Artyom Kotenko, a 50-year-old Russian citizen born in Soviet Ukraine, told the AFP he was “devastated” by the February 24 attack in Moscow.
A week later, the artist and graphic designer, who had worked at the Hermitage Museum and the Dostoevsky Theater, left St. Petersburg for Finland before heading to Paris.
In the French capital, he told the AFP, “The suffocation, the feeling of dying day by day, has ceased, I can breathe again,” during a meeting at the 13th Arrondissement, where several pro-Ukrainian street-art works covered the walls.
Artyom, on the other hand, complains that it is going to prove very difficult to obtain documents to work legally in France, unlike Ukrainian citizens who have fled the war and are welcomed with open arms almost everywhere in Europe.
“This must change, because so many people like me (anti-Putin Russians who escaped repression, editorial note) and we have work to do,” the artist insists.
In the weeks following the invasion, tens of thousands of Russians, many of them educated, fled Russia to protect themselves from the twists and turns, the effects of sanctions and possible military mobilization. A brain drain reminiscent of some in 1922 after the consolidation of the Bolshevik regime.
In Germany, which already has a large Russian minority after the fall of the Soviet Union, Vice President Robert Hebeck pointed out that the government could encourage the resettlement of new deportees: “We need to know that we really need them.”
The Russians who chose France believe that Paris should follow this example. Asked by the Home Ministry about this, he did not comment.
“If people want to settle here, we have to support them,” said Daniel Kashnitsky, a 41-year-old Muscovite who fled Russia with his wife and four children after the war broke out.
He says he realized it was time to leave after spending a night in a room to protest against the invasion. His eldest son in particular will be invited to the service as he celebrates his 18th birthday in May.
“It was important for me to take the kids out,” explains this expert on public health issues.
Since he arrived in France in April, it has been a series of administrative failures, he says, that has kept his family staying at his expense in a hotel near Paris. For the time being considering his asylum application, they were granted accommodation in Ales in the south of France.
Daniel hopes that if he is granted asylum, he will be able to “work as soon as possible” and return to Paris.
Antoine Nicolle, a 29-year-old doctoral student, was involved in the creation of the “Solidarity Fund for Russians in Exile”. Its purpose: to provide financial assistance to those who have left their homeland for political reasons.

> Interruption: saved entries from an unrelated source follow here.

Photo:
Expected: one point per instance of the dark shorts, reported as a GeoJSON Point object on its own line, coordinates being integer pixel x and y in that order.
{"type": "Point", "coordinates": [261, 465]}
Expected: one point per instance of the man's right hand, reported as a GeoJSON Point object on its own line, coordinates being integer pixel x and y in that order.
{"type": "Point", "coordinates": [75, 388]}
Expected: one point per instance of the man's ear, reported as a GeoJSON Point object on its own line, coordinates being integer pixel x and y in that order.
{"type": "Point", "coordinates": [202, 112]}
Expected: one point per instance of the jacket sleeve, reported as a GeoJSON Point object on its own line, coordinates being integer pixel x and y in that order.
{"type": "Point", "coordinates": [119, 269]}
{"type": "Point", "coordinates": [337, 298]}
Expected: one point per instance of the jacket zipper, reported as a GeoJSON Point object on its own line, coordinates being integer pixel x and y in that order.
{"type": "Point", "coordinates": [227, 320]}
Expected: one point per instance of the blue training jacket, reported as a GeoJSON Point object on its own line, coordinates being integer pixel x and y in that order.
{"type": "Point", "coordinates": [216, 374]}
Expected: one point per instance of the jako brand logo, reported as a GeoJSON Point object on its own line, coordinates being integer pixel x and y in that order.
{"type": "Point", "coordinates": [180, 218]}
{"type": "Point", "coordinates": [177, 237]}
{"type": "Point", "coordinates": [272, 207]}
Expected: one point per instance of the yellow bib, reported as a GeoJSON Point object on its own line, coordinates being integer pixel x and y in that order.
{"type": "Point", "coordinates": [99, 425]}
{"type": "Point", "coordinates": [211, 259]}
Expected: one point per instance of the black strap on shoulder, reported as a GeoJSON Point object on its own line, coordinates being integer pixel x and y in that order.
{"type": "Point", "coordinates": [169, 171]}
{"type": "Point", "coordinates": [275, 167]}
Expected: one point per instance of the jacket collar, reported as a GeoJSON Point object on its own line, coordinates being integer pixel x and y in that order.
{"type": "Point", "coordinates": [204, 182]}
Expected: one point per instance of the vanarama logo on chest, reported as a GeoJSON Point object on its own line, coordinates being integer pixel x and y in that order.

“We formed this association because we saw that nothing was done for the Russians,” says a former professor at the French University College in Moscow.

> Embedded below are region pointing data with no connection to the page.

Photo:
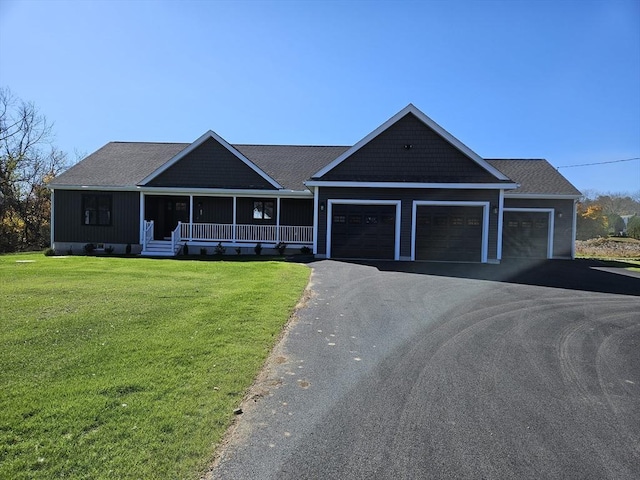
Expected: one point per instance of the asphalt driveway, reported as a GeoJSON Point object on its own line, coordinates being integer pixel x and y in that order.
{"type": "Point", "coordinates": [395, 371]}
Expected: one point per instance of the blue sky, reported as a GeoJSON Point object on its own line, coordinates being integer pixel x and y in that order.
{"type": "Point", "coordinates": [554, 79]}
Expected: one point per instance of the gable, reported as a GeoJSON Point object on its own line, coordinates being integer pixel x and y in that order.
{"type": "Point", "coordinates": [409, 151]}
{"type": "Point", "coordinates": [212, 165]}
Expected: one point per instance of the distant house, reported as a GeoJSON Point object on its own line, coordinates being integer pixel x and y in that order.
{"type": "Point", "coordinates": [407, 191]}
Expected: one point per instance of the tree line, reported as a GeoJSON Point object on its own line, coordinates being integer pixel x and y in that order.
{"type": "Point", "coordinates": [608, 214]}
{"type": "Point", "coordinates": [28, 160]}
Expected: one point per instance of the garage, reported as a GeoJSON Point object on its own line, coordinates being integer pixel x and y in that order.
{"type": "Point", "coordinates": [449, 233]}
{"type": "Point", "coordinates": [525, 234]}
{"type": "Point", "coordinates": [363, 231]}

But because of the word “Russian” in the funds, banks are reluctant to work with him in the context of sanctions, so he says he can not get a bank account.
“This is really nonsense,” said Judge Antoine Nicolle.
Artyom Kodenko, the designer of St. Petersburg, understands that Ukrainians receive priority and support. But according to him, the expulsion of Russians will continue as repression increases and an economic crisis develops.
“People like me will appear more and more, and they should get a chance to immigrate and work legally,” he concludes, “otherwise Russians will immigrate illegally.”